SEBI issued a letter to the Association of Mutual Funds in India (AMFI) on Friday, which was also reviewed by The Economic Times, stating, mutual fund houses can no longer acquire equity shares before their initial public offering. However, they would be allowed to invest in IPOs through the anchor investor portion (that which opens a day before the public issue date) or as a part of the public issue itself.
According to The Economic Times, SEBI cited Clause 11 of the Seventh Schedule of the SEBI (Mutual Funds) Regulations, 1996, which says that “All investments by mutual fund schemes in equity shares and equity-related instruments must be made only in securities that are listed or to be listed.”

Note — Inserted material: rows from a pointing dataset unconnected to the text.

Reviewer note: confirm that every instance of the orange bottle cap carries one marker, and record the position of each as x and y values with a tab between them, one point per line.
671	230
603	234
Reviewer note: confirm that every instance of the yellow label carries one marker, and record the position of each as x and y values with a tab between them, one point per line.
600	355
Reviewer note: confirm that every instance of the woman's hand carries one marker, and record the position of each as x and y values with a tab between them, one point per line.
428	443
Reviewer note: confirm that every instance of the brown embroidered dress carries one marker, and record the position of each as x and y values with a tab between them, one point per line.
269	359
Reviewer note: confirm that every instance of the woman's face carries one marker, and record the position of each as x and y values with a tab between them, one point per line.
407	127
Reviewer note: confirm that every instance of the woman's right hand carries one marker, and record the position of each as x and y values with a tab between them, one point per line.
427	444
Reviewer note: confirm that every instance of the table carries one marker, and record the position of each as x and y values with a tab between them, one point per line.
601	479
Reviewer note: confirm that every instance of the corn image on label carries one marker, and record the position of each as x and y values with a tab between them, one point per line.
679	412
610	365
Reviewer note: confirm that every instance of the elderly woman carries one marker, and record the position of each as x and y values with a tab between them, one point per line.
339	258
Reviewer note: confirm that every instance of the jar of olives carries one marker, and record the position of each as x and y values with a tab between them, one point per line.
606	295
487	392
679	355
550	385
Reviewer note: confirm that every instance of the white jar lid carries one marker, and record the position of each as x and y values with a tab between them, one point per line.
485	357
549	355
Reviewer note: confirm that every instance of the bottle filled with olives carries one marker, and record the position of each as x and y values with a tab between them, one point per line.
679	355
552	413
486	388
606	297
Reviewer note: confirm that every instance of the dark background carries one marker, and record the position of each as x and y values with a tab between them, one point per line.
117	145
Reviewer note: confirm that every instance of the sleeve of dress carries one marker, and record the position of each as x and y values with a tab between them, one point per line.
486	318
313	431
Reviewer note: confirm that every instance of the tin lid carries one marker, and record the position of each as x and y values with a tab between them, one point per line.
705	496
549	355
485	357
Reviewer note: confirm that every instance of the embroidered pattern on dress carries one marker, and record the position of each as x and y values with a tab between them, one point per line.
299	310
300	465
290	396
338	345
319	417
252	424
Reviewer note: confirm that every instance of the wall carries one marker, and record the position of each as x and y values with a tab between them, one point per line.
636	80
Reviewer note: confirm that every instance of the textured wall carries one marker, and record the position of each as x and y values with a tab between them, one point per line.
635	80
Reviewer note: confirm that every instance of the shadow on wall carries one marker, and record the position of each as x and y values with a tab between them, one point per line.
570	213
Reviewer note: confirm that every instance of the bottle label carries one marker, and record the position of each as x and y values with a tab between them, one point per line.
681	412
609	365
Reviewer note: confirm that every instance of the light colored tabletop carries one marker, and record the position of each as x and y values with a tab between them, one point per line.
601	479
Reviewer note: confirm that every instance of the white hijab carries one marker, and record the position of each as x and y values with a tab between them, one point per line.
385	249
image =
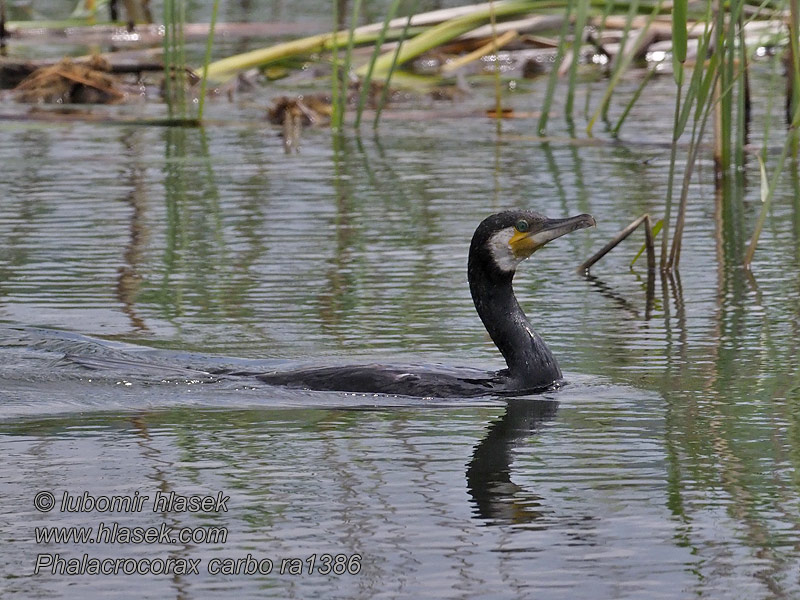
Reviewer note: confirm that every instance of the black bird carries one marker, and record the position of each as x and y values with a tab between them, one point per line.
499	244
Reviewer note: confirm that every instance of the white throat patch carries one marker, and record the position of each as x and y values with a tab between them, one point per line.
501	251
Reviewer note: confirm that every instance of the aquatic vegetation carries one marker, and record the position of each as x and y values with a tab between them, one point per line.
707	48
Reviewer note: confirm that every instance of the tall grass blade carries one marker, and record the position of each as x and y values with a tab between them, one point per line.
645	80
366	82
577	43
552	79
392	67
624	60
207	59
336	92
444	32
498	95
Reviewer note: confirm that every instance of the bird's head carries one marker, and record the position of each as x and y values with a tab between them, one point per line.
512	236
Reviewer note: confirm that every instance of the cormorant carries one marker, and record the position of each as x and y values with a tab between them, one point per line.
499	244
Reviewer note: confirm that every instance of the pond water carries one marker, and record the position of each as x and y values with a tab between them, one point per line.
665	468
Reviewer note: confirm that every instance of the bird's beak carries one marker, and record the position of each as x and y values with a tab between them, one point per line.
525	244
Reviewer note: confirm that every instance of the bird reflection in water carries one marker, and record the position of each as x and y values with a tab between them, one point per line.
497	498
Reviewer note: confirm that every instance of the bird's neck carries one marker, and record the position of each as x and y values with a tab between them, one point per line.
530	362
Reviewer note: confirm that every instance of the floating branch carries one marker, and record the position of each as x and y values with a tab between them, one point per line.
651	251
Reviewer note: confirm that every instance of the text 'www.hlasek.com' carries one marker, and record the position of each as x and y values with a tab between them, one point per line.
108	532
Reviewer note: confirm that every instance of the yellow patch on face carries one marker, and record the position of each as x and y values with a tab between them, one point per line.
522	244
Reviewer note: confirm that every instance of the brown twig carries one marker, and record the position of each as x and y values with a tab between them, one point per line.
649	245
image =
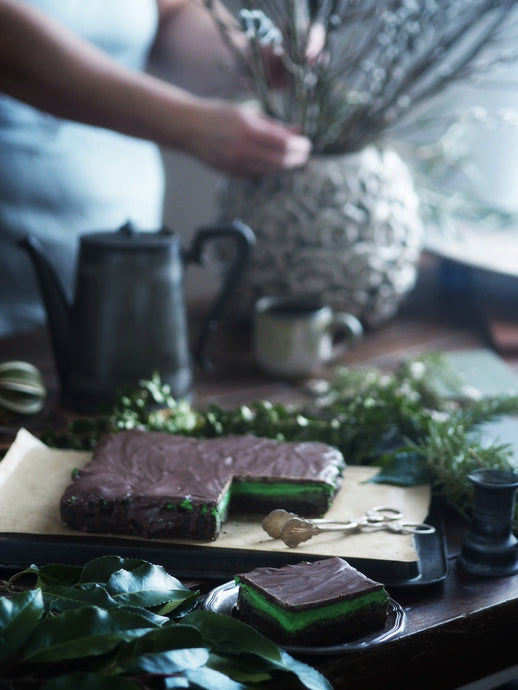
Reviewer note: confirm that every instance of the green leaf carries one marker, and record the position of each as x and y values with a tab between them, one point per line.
56	573
61	598
90	681
168	662
246	669
147	585
18	615
101	569
402	469
209	679
175	636
308	676
232	635
84	632
176	682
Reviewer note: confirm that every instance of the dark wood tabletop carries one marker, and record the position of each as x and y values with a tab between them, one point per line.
458	630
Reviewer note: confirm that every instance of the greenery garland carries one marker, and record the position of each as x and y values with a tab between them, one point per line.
420	423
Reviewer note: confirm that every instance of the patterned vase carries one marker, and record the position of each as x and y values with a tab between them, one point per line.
344	228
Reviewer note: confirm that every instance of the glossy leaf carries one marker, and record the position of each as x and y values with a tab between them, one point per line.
209	679
60	598
57	573
176	636
168	662
308	676
101	569
84	632
90	681
18	615
146	585
230	634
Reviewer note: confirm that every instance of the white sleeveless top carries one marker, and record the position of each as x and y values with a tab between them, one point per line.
59	179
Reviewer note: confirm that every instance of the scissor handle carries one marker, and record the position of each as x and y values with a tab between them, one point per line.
382	514
410	527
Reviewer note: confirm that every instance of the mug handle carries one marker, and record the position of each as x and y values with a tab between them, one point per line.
346	330
244	239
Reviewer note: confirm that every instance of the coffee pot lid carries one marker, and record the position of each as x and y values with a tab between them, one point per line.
128	237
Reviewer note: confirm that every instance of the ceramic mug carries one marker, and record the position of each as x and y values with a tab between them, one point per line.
296	337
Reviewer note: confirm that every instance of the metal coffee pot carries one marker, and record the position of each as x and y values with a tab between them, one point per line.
127	319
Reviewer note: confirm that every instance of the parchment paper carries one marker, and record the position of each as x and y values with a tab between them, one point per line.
33	477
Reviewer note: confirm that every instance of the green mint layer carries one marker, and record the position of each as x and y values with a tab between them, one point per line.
280	489
220	511
294	621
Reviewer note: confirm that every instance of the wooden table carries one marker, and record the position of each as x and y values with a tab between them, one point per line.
457	631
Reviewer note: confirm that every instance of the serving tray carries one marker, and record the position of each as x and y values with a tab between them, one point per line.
223	600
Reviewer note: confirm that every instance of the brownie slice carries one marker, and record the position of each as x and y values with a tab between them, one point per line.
324	602
159	485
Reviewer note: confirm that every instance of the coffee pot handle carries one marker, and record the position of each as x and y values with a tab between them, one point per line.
244	240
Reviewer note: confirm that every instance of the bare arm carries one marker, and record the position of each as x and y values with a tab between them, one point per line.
68	77
189	50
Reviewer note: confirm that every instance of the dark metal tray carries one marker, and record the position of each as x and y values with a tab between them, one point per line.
17	551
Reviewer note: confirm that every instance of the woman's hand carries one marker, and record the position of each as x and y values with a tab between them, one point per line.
240	141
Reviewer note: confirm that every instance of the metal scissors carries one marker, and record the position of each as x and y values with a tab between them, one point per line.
293	529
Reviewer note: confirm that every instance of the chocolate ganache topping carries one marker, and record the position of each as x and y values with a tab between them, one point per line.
160	485
308	585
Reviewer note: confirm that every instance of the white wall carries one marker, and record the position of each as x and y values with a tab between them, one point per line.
191	203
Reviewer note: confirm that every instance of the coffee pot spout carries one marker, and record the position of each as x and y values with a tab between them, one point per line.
55	301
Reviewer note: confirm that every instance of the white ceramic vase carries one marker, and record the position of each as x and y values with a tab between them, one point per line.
344	228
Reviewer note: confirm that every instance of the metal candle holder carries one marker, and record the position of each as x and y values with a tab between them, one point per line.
490	548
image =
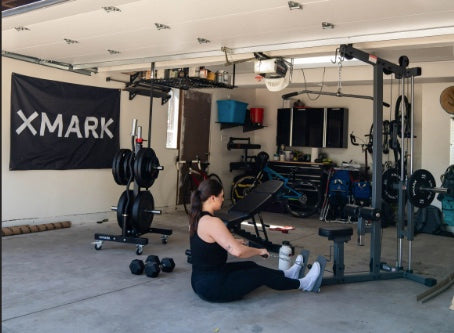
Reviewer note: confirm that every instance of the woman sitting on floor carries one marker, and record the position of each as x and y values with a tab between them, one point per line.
216	280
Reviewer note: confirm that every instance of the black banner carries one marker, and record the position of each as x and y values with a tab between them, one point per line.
57	125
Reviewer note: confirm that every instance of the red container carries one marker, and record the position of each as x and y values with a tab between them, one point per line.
257	115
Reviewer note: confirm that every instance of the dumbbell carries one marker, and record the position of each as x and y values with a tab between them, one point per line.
153	265
136	267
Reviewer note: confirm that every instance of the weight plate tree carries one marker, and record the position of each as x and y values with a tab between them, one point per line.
142	211
135	209
120	169
146	167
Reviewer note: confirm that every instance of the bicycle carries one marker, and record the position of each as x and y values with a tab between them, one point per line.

This prohibition would ensure that mutual fund unit holders would not be able to get a view of the liquidity and valuation risks of unlisted securities.
Impact on fund houses and the market
This decision by the market regulatory body (SEBI) has shaken the grounds of the asset management industry. Previously, some fund managers applied the strategy of getting the benefit of the pre-IPO placements to generate excess returns. They often booked humongous gains for their scheme by stepping in at a discounted valuation before the public offering.
SEBI’s initial concern is the risk that is involved with IPOs, which may be delayed or cancelled. Pre-IPO placements happen months before a company files its draft prospectus. The market regulator announced that if an initial public offering fails to materialise after a mutual fund has already invested, then the fund scheme will end up holding unlisted shares.
This move taken by SEBI is being viewed as an important step to strengthen investor protection and ensure that mutual funds that manage public money align with their mandate of investing in liquid, listed securities.